Former French prime minister François Fillon said on Sunday he was a victim of a plot after a media report accused him of seeking to interfere in a legal case against Nicolas Sarkozy, his rival in the right-wing opposition, reports Reuters.
The newspaper Le Monde alleged that Fillon had told President François Hollande's chief of staff in June to speed up legal cases involving Sarkozy.
Speaking in the weekly Journal du Dimanche, Fillon said he had decided to file a legal complaint over Le Monde's report.
"I can't see anything in these ridiculous attacks other than a destabilization effort and conspiracy," said Fillon, who was prime minister for five years under Sarkozy.
Their UMP party, now the main opposition, has been rocked by crises since Sarkozy lost a 2012 re-election bid to Hollande, first over its leadership and most recently over alleged fraud in the financing of the campaign.
Fillon, Hollande's chief of staff Jean-Pierre Jouyet and a third participant at a June lunch have denied the allegation that Fillon urged the president's office to speed up legal proceedings against Sarkozy to undermine his political comeback.
The contretemps comes just weeks before elections to appoint a leader for the UMP, which Sarkozy is expected to win.

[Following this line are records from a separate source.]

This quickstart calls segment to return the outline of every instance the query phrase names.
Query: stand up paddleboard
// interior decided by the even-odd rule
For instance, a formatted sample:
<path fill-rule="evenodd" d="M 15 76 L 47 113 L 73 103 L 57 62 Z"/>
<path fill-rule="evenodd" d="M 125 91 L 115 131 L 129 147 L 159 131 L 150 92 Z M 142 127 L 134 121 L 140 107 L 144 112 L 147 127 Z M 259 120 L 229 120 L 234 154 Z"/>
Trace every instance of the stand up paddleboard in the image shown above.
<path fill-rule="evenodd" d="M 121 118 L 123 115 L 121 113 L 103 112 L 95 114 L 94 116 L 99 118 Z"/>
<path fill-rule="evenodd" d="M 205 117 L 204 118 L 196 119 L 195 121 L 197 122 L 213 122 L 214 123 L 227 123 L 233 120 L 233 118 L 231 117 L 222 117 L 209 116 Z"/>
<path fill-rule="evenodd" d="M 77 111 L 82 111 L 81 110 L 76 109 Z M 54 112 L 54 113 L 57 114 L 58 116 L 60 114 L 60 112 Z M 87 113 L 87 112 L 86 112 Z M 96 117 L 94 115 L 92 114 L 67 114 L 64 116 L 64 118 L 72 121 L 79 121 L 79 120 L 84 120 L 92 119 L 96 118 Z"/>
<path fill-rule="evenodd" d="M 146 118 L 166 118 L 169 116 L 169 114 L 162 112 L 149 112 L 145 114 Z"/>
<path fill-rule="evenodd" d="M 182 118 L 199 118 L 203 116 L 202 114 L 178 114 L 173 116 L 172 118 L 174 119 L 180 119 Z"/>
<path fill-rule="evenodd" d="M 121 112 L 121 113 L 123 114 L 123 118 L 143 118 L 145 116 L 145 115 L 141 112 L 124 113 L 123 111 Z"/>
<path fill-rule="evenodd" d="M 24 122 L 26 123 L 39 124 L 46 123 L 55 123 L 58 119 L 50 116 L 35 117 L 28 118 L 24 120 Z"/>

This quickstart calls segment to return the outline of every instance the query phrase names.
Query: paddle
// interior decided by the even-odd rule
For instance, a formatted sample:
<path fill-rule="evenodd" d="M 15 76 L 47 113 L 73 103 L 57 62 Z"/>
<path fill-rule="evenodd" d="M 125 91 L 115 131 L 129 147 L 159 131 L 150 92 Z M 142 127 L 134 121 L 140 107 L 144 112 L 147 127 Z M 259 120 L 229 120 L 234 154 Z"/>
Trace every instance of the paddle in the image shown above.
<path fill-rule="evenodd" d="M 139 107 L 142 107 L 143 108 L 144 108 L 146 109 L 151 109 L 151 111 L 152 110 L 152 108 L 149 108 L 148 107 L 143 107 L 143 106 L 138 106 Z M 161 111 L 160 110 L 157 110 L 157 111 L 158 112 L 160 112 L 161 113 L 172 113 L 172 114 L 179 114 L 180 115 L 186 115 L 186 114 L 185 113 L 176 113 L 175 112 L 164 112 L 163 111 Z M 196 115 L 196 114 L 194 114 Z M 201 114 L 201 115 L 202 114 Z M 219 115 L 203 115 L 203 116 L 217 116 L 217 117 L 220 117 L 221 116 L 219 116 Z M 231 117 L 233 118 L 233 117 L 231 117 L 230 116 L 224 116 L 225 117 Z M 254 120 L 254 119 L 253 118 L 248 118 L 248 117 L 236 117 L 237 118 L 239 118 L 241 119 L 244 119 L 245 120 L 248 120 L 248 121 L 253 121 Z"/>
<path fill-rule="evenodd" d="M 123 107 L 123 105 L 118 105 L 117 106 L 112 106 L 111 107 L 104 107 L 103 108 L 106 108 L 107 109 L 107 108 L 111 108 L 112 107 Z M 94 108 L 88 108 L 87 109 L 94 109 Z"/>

Le Monde said Jouyet told their reporters of his meeting with Fillon and during which a specific case related to Sarkozy's 2012 campaign financing was brought up.
"You know that if you don't hit him quickly, you'll let him come back, so act," Fillon is quoted by Jouyet as saying in Le Monde.
Fillon said the lunch had been at the behest of Jouyet, a former minister under Fillon and a close friend of Hollande.